We’re not all going to hell in a hand basket, argues Mike Petrilli on Flypaper. ”The last 15 years have seen tremendous progress for poor, minority, and low-achieving students — the very children that have been the focus of two decades of reform.”
. . . For instance, between 1990 and 2009, black fourth graders made 35 points of progress on the mathematics NAEP exam; black eighth-graders gained 24 points. The corresponding numbers for Latino children were 28 and 21 points respectively. In reading, black fourth-graders gained 13 points between 1992 and 2009; black eighth graders gained 9 points. In the just-released geography exam, black fourth-grade students gained 28 points between 1994 and 2010; Latino fourth-graders gained 21 points.
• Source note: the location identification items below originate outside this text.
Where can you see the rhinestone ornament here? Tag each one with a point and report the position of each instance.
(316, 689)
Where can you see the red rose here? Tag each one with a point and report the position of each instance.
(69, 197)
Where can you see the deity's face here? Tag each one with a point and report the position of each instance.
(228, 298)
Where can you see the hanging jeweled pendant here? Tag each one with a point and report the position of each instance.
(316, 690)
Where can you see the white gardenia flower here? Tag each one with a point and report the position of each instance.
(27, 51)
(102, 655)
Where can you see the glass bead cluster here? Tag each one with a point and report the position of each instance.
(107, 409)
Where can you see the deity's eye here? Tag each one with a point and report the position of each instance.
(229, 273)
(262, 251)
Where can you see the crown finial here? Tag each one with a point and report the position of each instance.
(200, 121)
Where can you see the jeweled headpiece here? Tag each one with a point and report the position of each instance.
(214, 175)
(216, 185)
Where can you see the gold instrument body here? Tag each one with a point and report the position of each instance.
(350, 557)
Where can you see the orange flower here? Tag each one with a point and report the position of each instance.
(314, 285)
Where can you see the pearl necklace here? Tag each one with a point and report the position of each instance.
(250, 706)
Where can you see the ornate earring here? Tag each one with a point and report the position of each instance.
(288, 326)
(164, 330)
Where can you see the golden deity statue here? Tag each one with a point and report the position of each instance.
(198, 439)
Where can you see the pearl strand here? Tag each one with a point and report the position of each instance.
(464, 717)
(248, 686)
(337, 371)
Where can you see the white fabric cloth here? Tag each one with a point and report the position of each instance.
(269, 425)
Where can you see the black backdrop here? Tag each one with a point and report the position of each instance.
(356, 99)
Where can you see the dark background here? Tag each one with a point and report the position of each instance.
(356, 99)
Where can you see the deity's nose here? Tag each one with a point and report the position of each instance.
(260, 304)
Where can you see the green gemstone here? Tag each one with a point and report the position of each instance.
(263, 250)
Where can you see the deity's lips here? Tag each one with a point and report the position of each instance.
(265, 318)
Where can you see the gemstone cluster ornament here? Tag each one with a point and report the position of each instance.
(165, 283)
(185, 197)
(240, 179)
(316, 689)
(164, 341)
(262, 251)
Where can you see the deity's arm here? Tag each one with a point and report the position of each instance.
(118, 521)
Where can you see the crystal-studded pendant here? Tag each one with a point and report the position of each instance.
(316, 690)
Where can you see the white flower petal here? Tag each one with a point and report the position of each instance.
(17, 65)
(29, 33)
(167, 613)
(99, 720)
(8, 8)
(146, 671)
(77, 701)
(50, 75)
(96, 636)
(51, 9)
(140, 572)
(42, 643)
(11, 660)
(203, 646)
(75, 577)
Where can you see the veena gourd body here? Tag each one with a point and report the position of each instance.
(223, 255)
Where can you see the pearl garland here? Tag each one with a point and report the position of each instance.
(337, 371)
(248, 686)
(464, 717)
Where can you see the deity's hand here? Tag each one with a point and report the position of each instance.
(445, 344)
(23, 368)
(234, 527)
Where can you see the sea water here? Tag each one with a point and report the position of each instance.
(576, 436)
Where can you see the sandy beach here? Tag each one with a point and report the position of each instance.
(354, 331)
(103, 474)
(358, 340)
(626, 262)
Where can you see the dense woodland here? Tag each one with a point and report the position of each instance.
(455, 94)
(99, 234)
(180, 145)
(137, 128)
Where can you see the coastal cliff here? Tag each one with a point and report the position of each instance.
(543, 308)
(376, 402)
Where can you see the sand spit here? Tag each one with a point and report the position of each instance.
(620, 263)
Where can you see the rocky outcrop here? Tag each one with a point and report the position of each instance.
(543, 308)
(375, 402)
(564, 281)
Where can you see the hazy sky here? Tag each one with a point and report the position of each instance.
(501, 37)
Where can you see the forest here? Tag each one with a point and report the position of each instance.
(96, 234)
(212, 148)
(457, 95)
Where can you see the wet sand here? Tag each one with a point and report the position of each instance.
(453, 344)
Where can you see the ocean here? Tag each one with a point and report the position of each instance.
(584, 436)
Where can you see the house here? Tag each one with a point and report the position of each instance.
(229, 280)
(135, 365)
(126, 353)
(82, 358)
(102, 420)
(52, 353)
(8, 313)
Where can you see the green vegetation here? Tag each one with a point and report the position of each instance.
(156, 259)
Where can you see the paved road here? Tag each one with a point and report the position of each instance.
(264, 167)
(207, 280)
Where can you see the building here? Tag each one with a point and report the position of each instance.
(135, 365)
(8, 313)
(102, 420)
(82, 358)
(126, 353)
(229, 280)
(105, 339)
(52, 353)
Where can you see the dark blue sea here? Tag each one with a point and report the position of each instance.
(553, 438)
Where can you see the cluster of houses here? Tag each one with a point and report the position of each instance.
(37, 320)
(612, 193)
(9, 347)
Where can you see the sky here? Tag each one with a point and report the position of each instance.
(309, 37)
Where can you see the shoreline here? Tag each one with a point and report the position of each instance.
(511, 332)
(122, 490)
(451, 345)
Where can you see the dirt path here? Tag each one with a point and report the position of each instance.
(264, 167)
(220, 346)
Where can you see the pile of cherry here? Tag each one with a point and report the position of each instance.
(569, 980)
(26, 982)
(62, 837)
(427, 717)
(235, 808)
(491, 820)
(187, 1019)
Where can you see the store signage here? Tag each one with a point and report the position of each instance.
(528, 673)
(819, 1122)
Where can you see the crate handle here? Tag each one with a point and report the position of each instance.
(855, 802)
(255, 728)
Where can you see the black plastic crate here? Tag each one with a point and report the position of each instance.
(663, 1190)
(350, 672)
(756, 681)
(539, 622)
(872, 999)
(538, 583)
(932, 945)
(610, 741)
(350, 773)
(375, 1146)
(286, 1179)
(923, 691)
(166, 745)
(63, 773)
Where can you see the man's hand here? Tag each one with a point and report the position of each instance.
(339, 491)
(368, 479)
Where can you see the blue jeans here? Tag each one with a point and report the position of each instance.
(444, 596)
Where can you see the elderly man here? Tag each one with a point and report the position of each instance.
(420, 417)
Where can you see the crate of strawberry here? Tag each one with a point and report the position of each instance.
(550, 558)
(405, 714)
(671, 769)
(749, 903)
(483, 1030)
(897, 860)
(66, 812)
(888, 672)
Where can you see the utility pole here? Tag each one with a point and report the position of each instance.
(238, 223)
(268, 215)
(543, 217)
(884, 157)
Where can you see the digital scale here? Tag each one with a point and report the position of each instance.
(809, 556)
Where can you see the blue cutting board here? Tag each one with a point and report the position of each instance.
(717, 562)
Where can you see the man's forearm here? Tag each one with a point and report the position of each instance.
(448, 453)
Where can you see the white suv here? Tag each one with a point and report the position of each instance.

Similar progress was seen in history and civics.
This means low-income and minority students are “achieving one, two, and sometimes three grade levels higher than their counterparts in the early 1990s were,” Petrilli writes.
What happened? States that adopted accountability systems made big gains in the ’90s and “the stragglers made big progress once No Child Left Behind forced them to follow suit,” he argues.
NCLB doesn’t hold schools accountable for history, civics, and geography; neither do most states. But “poor and minority kids are stronger readers now, so they can better read the social studies exams and answer more questions correctly,” Petrilli theorizes.
The debate should be about trade-offs, he writes. Poor and minority kids are learning more, but their schools may be turning to scripted lessons and squeezing out art and music. Poor and minority kids are learning more, but principals and teachers have more incentive to cheat on tests. “Poor and minority kids are learning more, but their more affluent, higher-achieving peers are making fewer gains. Is it worth it?”